Hosni Zaouali : de mésaventures en métavers

Hosni Zaouali s'appuie sur la matière grise de la Silicon Valley pour révolutionner les codes de l'enseignement. Grâce à son métavers pour l'éducation, son entreprise, Adaptika, est en pleine montée en puissance depuis l'arrivée de la pandémie... Retour sur le parcours de ce « self-made man » né en Tunisie au début des années 1980.
(Crédits : Adaptika)

Un physique d'acteur et une décontraction à l'américaine ne laissent transparaître aucun stigmate d'une enfance à la Dickens. Pourtant, Hosni Zaouali revient de loin... En 1980, l'entrepreneur voit le jour à Moknine, un petit village de pêcheurs et de potiers, situé non loin de Monastir en Tunisie. Rêvant d'un avenir meilleur, la mère au foyer et le père qui boucle des fins de mois difficiles avec des contrats « à la petite semaine » décident de s'embarquer pour la France avec leurs enfants, alors qu'Hosni n'a qu'un an. Il est le second d'une fratrie de six frères et sœurs. Les Zaouali s'installent dans le quartier défavorisé du Stade à Chalon-sur-Saône. « La violence faisait partie du quotidien et je me battais tous les jours », se souvient Hosni. A la maison, la situation n'est pas meilleure et l'enfant grandit dans un environnement familial dysfonctionnel. On ne parle pas le français chez les Zaouali et l'école n'est pas une sinécure.

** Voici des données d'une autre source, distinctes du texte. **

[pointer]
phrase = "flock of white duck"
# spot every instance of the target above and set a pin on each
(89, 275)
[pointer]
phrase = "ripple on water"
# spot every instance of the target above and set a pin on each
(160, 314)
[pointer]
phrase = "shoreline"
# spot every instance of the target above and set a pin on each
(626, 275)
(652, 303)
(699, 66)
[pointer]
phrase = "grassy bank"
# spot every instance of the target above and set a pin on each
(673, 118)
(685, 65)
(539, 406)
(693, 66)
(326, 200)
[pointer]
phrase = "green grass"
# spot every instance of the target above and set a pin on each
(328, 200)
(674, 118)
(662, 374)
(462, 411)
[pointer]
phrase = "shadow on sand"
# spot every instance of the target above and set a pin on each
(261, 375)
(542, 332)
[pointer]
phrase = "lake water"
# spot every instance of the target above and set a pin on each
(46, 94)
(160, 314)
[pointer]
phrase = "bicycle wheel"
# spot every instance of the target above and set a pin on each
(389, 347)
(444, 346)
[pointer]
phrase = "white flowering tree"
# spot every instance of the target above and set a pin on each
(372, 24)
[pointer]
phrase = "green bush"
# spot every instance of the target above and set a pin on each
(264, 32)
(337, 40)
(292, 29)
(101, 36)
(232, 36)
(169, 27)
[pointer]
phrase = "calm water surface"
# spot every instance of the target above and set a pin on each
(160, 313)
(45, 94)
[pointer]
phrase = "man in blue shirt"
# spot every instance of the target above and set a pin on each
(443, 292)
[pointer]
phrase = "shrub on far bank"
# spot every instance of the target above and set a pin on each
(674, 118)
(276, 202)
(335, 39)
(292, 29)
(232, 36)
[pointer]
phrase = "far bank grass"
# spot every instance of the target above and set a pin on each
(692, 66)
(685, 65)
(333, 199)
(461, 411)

A l'adolescence, les violences de rue tournent mal et Hosni expédie un enfant du quartier à l'hôpital. Déféré devant la justice, « pendant plus d'un an, je partais au tribunal avec ma mère qui ne comprenait pas vraiment ce qu'il se passait », se souvient-il. C'est un tournant décisif. Il est envoyé en école sport-étude (natation et athlétisme) où il apprend la discipline. Il finira par obtenir un baccalauréat scientifique (série S) à l'âge de 17 ans. Ses professeurs nourrissent de grands espoirs pour le jeune homme et le poussent vers des études de médecine. « C'était un peu trop ambitieux, car cela demandait une rigueur que je n'avais pas », reconnait-il rétrospectivement.

A la fin de cette première année de médecine, la mère de Hosni tombe gravement malade. « Je décide de rentrer à Chalon-sur-Saône pour me rapprocher de ma famille et je m'inscris en IUT de Génie industriel et nucléaire », précise-t-il. Deux ans plus tard, la santé de sa mère s'améliorant et son DUT en poche, il décroche le concours de Sup-de-Co à Toulon. Les deux premiers élèves de la promotion avaient accès à une bourse d'études supérieures pour suivre un 3e cycle en Amérique du Nord. Il ne ménage pas ses efforts pour obtenir le sésame et atterri en 2008 au Canada qu'il ne quittera plus.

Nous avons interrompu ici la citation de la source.